My Usual Table: A Life in Restaurants

Home > Other > My Usual Table: A Life in Restaurants > Page 18
My Usual Table: A Life in Restaurants Page 18

by Colman Andrews


  Ruth agreed to go to Ports with me afterward, and we drank more wine (when I snuck a bottle of mineral water in between sips of Châteauneuf-du-Pape, she accused me of “cheating”). After an hour or so, I walked Ruth to her car, and as we kissed good night, I told her that I would feel recalcitrant if I didn’t at least ask if she would like to come back to my apartment. She was hesitant, she said, because if she did, she’d want to sleep with me, and she didn’t want to sleep with me, though she did want to. . . . I talked her into at least stopping by briefly, and she finally consented. We walked to my place, where I made coffee and offered her some eglantine—eau-de-vie made from wild rose hips (“I have an eau-de-vie you’ve never tasted,” I said; “I’ll just bet you have,” she replied).

  Being a red-blooded boy, I kept trying to get her into bed. She wasn’t the unfaithful type, she said, though she quickly added that that wasn’t what was stopping her. What was? The friends she was staying with would be worried, and it was too late to call them. Anyway, I was her boss, and it would be a bad idea to start something. Her life was complicated enough already, et cetera, et cetera. Finally, I gave up and walked her back to her car at Ports.

  For some months, since before I’d been hired at New West, I’d been planning a long autumn trip to New York and Europe to see friends, revisit old haunts, and research a freelance piece or two. “When will you be in Paris?” Ruth asked when she was safely back in Berkeley. When I gave her my dates, she announced that, coincidentally, she might be there at the same time.

  In the last days of September, before my trip, Ruth contrived some flimsy pretext to come to Los Angeles for a few days. We met for a late lunch at Scandia, and then I went home to shower and change and went off to Ma Cuisine, the newly opened cooking school attached to Ma Maison, to give a wine class. Ruth met me at the restaurant for dinner afterward. In her book Comfort Me with Apples, she remembers the evening dramatically and romantically. When Patrick led her into the restaurant, she writes, she found me sitting with Orson Welles (in fact, though I saw Welles often at the restaurant, we never met). She remembers the menu as starting with caviar and champagne, and then letting “a man in a tall white toque . . . [with] a round face and a snub nose he kept rubbing with his finger, like a little boy”—Wolf—prepare us a meal of baked oysters wrapped in lettuce and bathed in beurre blanc, terrine de foie gras, duck “just like Tour d’Argent!,” and, after that, some Roquefort and Brie, and finally a textbook dacquoise.

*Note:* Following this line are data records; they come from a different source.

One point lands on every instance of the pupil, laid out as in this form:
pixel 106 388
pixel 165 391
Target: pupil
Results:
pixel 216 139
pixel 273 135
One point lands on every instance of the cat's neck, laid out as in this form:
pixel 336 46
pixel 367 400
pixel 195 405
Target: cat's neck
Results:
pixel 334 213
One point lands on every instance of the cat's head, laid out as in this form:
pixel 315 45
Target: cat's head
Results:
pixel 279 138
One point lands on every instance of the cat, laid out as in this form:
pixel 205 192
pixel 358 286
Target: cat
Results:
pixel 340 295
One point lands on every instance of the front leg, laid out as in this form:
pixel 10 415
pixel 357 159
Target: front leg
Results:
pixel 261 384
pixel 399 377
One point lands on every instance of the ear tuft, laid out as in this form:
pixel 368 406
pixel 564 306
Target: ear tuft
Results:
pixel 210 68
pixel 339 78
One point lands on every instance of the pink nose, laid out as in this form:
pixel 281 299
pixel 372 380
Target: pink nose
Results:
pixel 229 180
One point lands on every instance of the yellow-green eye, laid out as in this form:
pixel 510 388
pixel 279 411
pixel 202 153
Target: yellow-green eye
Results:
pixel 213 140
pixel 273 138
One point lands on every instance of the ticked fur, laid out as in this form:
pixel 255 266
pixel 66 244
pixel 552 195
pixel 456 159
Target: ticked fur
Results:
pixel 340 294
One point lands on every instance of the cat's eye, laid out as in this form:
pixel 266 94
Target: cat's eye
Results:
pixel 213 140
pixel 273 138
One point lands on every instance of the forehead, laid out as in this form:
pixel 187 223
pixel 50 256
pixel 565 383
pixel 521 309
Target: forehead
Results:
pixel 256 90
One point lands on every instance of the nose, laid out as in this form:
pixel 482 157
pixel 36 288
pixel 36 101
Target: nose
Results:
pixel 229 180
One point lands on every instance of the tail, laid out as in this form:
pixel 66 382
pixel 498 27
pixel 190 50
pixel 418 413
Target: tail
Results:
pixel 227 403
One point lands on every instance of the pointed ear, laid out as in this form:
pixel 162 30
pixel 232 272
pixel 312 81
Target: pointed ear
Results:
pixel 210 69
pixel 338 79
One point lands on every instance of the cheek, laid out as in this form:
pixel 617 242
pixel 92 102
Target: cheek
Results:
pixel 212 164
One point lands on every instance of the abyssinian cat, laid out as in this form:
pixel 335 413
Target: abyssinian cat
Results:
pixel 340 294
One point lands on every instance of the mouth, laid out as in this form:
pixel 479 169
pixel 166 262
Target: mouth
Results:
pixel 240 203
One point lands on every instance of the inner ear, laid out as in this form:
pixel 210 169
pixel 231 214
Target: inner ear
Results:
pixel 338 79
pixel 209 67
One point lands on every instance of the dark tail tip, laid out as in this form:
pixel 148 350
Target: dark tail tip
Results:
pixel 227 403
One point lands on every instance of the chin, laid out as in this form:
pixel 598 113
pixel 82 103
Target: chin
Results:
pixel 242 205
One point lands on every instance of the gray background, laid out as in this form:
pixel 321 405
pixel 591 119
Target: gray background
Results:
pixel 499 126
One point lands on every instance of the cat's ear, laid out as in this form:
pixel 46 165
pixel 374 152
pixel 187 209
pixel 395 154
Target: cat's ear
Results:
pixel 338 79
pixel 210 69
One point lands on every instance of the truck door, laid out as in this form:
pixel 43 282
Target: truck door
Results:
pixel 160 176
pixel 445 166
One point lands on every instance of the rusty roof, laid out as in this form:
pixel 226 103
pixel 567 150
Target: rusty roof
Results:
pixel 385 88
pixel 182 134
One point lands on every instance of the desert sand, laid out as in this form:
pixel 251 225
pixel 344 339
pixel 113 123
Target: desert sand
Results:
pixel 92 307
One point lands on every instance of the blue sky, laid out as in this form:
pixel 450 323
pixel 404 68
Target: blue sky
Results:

  I don’t remember the food myself, but I remember that we talked intensely about all kinds of things—food and restaurants, writing, the nature of perception, the challenge of reconciling sensual pleasure with political belief. . . . At one point she said that she was surprised at how easily she lied (to her husband about her reasons for this trip to L.A., for instance), but thought that her proficiency at it must have to do with the fact that she greatly valued her privacy. She was swept away, she suggests in her book, by the food, the special treatment, and, well, me. “It all felt unreal, as if our dialogue had been lifted from one of those 1930s movies where mink coats go flying out of windows and there are only happy endings.”

  After dinner, we went to Ports, had a few glasses of wine, talked a bit—weakly—about moral compunction, and then went back to my place. She’d known she was going to sleep with me, she told me, the first time we had lunch in San Francisco. “I don’t know which would be worse,” she said before we went to bed. “For us to end up hating each other or for us to end up liking each other too much.”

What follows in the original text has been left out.